You can see the bar is a bit rough around the edges in the photograph above since I did not have time to take a picture until after strike. The Art Deco design painted on the front was a great touch added by Natalie and her crew. As she also pointed out, despite all the climbing and dancing done on this bar, she never saw it sag or wobble.

A footlight

Art Deco Footlights

A footlight
A footlight

I recently finished up a number of footlights for a company called Punchdrunk for their upcoming New York production of Sleep No More. Their Boston production used traditional shell-shaped footlights; for this update, the stage had a giant art deco backdrop whose shape would be mirrored in the footlights.

They provided me with a full-scale drawing of the piece with all the angles already figured out. I traced the patterns onto sheets of aluminum. I kept the top edge along the factory edge of the aluminum sheets; with that edge being front and center, I wanted it to be the straightest and cleanest part of the footlight. The first light I cut out using my pair of tin snips. It gave me a clean edge but took forever. I cut the next one out on the bandsaw. It was a lot faster but was harder to keep nice-looking. I ended up using both of the tools to cut, with the bandsaw cutting out the rough shape and making the easy cuts, and the tin snips cleaning up the edges and cutting the trickier parts.

Once cut, the edges needed a lot of sanding and deburring to get them nice and straight and not razor-sharp. I polished them to get them a little shinier as well.

Tracing the template
Tracing the template

I was now ready to begin making the bends. I’ve bent sheet metal before using a hammer and some clamps, but I needed a much cleaner and more precise way to make these bends, especially since I was producing sixteen identical footlights. I needed a sheet metal brake. Not having one, I decided to make my own. I looked at a number of tutorials and plans online, and found Dave’s Sheet Metal Bending Brake to be the clearest and most useful description; he’s just a working-class guy trying to build an airplane.

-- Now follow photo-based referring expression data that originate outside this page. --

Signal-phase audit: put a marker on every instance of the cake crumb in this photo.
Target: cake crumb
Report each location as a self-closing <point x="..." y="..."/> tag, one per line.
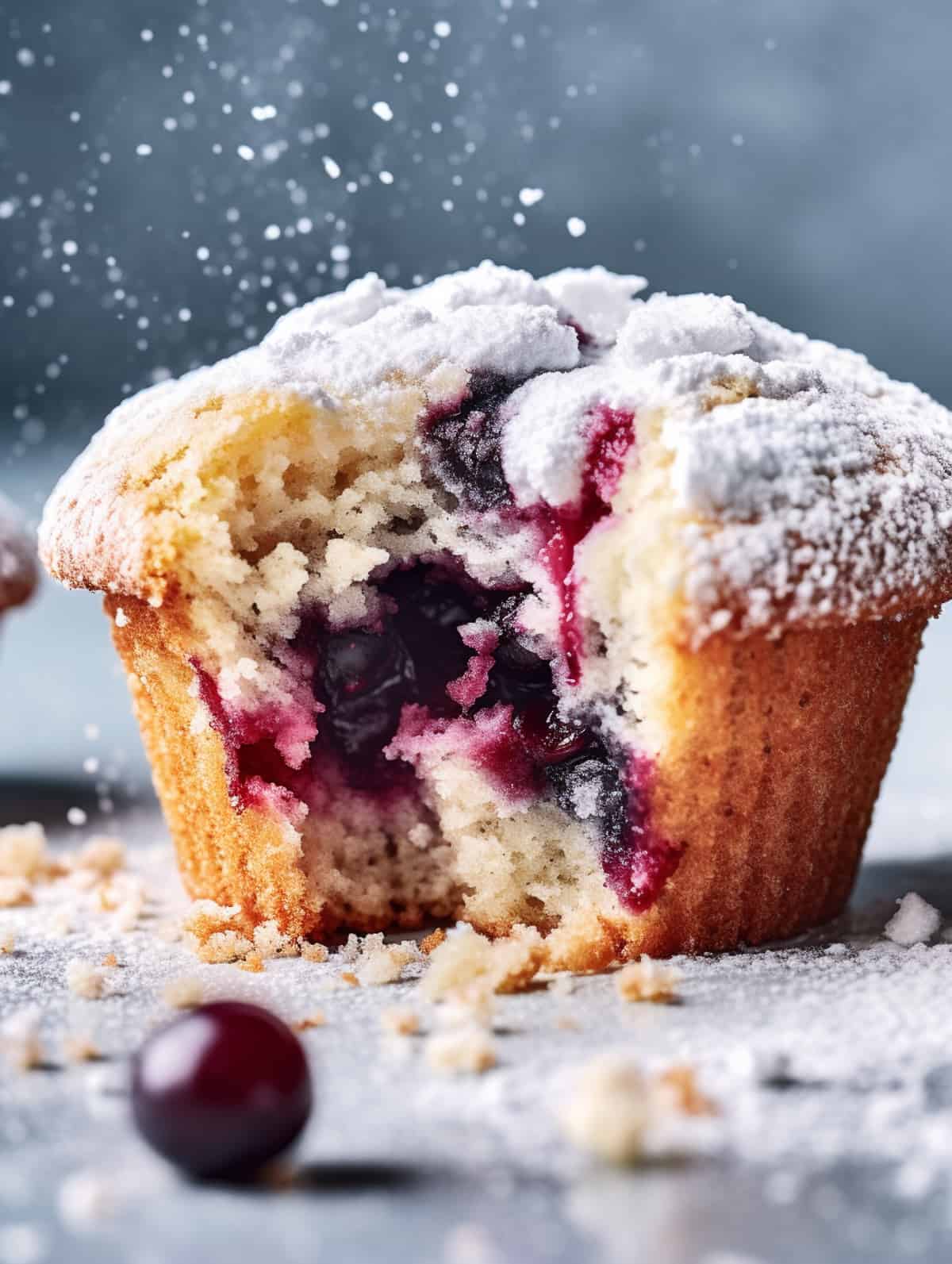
<point x="386" y="963"/>
<point x="79" y="1047"/>
<point x="23" y="851"/>
<point x="61" y="923"/>
<point x="102" y="855"/>
<point x="466" y="1052"/>
<point x="679" y="1089"/>
<point x="647" y="980"/>
<point x="313" y="1020"/>
<point x="86" y="1197"/>
<point x="19" y="1038"/>
<point x="183" y="993"/>
<point x="608" y="1112"/>
<point x="270" y="940"/>
<point x="400" y="1020"/>
<point x="468" y="962"/>
<point x="215" y="932"/>
<point x="914" y="923"/>
<point x="432" y="940"/>
<point x="14" y="893"/>
<point x="85" y="980"/>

The next two photos show the brake making a fold. First, I had made a mark on a piece of scrap metal and lined it up in the brake to make a bend; this showed me where to line up the marks on the brake in order to place the fold where I needed it to go. Once I was confident with the workings of the brake, it was just a matter of making all 128 folds, one at a time.

Metal in the brake
Metal in the brake
Making the fold
Making the fold

I cut and attached MDF bases to the lights to give them a way to attach to the stage, and for the birdie lights to attach to them as well.

Attaching the bases
Attaching the bases

I then put masking tape along the borders of each panel. This quarter-inch area was to remain metallic while the rest was painted gloss black.

Taping the paintlines
Taping the paintlines

With the masking in place, all that was left to do was a couple of light coats of gloss black spray paint to build up a nice shiny and even surface.